The head of the TSA told US House lawmakers that the diversion of agency personnel to the US-Mexico border “will have no effect on aviation security whatsoever,” adding, “We have baseline aviation security that we do not go below.”

In remarks made during a June 25 hearing of the House Oversight Committee held to discuss TSA security vulnerabilities, TSA administrator David Pekoske reported that the agency has deployed less than 100 transportation security officers (TSO) to the Southern border, all of whom are volunteers.

“Whenever we decide that a volunteer is able to deploy, we take a very careful look at the airport from which these agents are deploying to make sure that we can mitigate the risks at that airport and also to manage throughput for all the passengers going through ... I have to balance the risk at the Southern border with the need to keep airports staffed,” Pekoske said.

Chairman Elijah Cummings (D-Maryland) said the agency has diverted nearly 200 employees total to the border from more than 50 airports and agency headquarters—a figure that also includes supervisors, inspectors and other personnel, in addition to 172 Federal Air Marshals. He said TSA told the Committee in a June 21 letter that an additional 294 employees have been approved to make the trip to the border in coming weeks.

“On one hand, TSA has dozens of security vulnerabilities that have languished for years, and the administration is asking Congress for 700 more TSA screeners to handle huge increases in air travel traffic,” Cummings said. “Yet on the other hand, the administration is taking more than 350 of these critical TSA employees, diverting them away from their primary responsibilities securing our nation’s airways, and sending them to the border. And many more may be sent.” 

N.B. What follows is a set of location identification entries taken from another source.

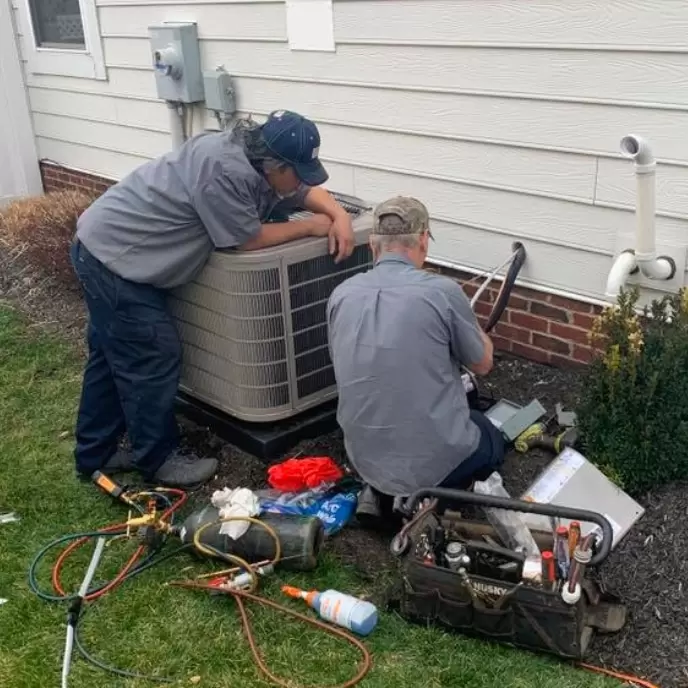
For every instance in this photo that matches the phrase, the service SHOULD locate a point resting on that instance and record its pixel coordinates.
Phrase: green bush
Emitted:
(633, 412)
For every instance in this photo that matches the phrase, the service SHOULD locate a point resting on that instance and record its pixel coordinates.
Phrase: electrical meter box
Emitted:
(177, 61)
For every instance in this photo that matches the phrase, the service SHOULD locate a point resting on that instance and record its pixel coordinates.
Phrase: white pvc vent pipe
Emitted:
(643, 256)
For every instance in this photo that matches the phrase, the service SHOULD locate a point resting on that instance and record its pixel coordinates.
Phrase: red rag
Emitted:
(293, 475)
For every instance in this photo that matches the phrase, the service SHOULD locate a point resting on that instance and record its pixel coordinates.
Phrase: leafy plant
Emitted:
(633, 412)
(38, 230)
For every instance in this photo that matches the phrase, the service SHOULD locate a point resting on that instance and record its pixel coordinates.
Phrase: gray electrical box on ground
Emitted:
(219, 91)
(177, 61)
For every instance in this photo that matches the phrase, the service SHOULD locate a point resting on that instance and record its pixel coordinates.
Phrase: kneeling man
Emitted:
(398, 336)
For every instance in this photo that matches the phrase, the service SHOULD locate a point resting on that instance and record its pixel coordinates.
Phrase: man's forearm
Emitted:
(320, 200)
(276, 233)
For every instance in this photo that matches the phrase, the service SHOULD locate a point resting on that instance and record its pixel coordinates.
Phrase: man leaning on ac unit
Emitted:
(398, 336)
(155, 230)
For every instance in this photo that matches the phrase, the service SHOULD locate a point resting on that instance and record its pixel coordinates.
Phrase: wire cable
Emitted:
(633, 680)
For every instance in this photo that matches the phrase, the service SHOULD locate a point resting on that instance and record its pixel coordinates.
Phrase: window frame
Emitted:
(87, 63)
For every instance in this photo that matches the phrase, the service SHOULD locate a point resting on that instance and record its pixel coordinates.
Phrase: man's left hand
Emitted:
(341, 237)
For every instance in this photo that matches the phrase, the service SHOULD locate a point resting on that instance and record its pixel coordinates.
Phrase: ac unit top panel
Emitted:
(362, 219)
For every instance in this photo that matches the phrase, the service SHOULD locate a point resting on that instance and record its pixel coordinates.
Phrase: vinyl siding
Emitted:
(504, 116)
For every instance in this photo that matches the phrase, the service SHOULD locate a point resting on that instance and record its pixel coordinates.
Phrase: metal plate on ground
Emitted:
(571, 480)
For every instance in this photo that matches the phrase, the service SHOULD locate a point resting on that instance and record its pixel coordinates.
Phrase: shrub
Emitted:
(39, 230)
(633, 412)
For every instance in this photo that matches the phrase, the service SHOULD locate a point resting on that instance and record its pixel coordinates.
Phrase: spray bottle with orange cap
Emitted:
(336, 607)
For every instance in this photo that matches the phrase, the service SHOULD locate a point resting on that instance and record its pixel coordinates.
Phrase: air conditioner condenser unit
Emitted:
(253, 324)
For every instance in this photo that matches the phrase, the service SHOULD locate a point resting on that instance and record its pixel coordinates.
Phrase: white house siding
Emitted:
(504, 116)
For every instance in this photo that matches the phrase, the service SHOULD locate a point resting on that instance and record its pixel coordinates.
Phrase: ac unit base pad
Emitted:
(266, 441)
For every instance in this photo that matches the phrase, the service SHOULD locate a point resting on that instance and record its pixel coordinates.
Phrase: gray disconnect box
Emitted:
(219, 91)
(176, 58)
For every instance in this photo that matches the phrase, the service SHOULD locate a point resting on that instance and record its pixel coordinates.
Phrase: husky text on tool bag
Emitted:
(457, 574)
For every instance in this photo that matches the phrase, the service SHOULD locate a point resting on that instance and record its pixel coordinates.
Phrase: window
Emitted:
(57, 24)
(62, 37)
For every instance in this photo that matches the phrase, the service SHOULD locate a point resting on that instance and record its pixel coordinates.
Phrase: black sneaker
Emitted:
(185, 471)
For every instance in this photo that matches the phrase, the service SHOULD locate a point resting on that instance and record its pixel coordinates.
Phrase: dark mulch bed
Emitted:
(649, 569)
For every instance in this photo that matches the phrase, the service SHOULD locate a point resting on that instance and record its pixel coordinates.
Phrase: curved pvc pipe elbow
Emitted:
(624, 265)
(660, 268)
(637, 149)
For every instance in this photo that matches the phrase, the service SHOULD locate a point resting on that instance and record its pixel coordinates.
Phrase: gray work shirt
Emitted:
(397, 337)
(160, 223)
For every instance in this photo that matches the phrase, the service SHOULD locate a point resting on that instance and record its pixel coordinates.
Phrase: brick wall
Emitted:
(536, 326)
(56, 177)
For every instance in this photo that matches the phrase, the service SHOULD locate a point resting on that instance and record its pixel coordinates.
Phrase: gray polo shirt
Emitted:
(161, 222)
(397, 335)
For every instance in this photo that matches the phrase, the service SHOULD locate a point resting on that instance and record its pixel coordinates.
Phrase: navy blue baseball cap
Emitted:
(296, 140)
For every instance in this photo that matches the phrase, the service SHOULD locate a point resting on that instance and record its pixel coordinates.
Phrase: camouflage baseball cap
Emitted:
(413, 214)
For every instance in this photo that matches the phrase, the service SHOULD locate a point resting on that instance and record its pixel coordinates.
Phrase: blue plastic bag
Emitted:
(334, 510)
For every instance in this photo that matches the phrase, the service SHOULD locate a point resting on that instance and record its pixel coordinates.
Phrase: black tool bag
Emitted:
(486, 603)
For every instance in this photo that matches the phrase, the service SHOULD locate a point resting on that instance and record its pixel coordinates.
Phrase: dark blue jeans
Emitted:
(132, 374)
(488, 457)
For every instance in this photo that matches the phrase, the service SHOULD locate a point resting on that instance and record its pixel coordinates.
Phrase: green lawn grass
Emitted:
(147, 627)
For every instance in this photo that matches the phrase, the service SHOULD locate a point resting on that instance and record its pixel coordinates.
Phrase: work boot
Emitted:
(185, 471)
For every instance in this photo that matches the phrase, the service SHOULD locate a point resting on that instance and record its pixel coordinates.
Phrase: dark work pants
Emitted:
(488, 457)
(132, 375)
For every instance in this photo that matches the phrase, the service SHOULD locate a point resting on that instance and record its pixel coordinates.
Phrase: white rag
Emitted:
(237, 502)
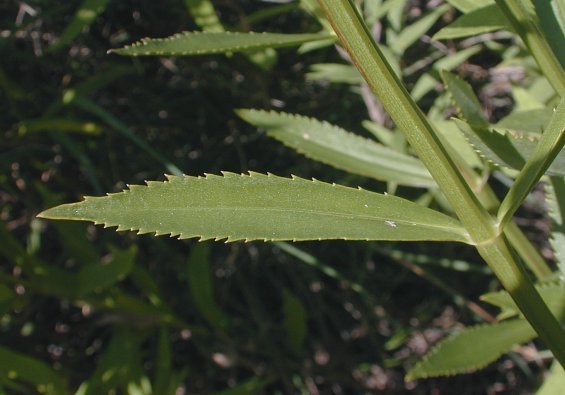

The Trump Administration has been urging Congress to approve emergency supplemental funding to bolster the agencies that have been forced to divert resources to address the situation on the US-Mexico border. Without additional funding, the Department of Homeland Security (DHS), which houses TSA and Customs and Border Protection (CBP), has said it may be forced to make additional program cuts, adding to the strain on airport wait times. An emergency funding bill that would send $4.5 billion to address the humanitarian crisis at the US-Mexico border has been approved by the House Appropriations Committee and is set to be considered this week by the full chamber.

The Senate Appropriations Committee on June 25 also advanced a measure to send $4.59 billion to augment the agencies responding to the surge in migrant arrivals at the border. 

DHS deputy assistant inspector general (IG) Donald Bumgardner told the Committee the IG has conducted four covert tests of TSA operations since 2014 that have identified security vulnerabilities related to human error, unclear procedures and technological limitations that contribute to security weakness.

Bumgardner said that, although TSA has taken action to implement many of the IG’s security-related recommendations, 39 have not been implemented; of those, 17 recommendations have remained open since FY2017 or earlier. Those 17 recommendations relate to testing of screening equipment; Pre-Check vetting and screening operations; implementing a risk-based screening strategy; and developing a budget process that allocates resources according to risk.

Chairman Cummings also announced plans to introduce a new bill called the “Covert Testing and Risk Mitigation Improvement Act” with House Homeland Security Committee chairman Bennie Thompson (D-Mississippi) that would “establish standards for covert testing and require TSA to track and report its progress in vulnerabilities as part of its annual budget submission to Congress.”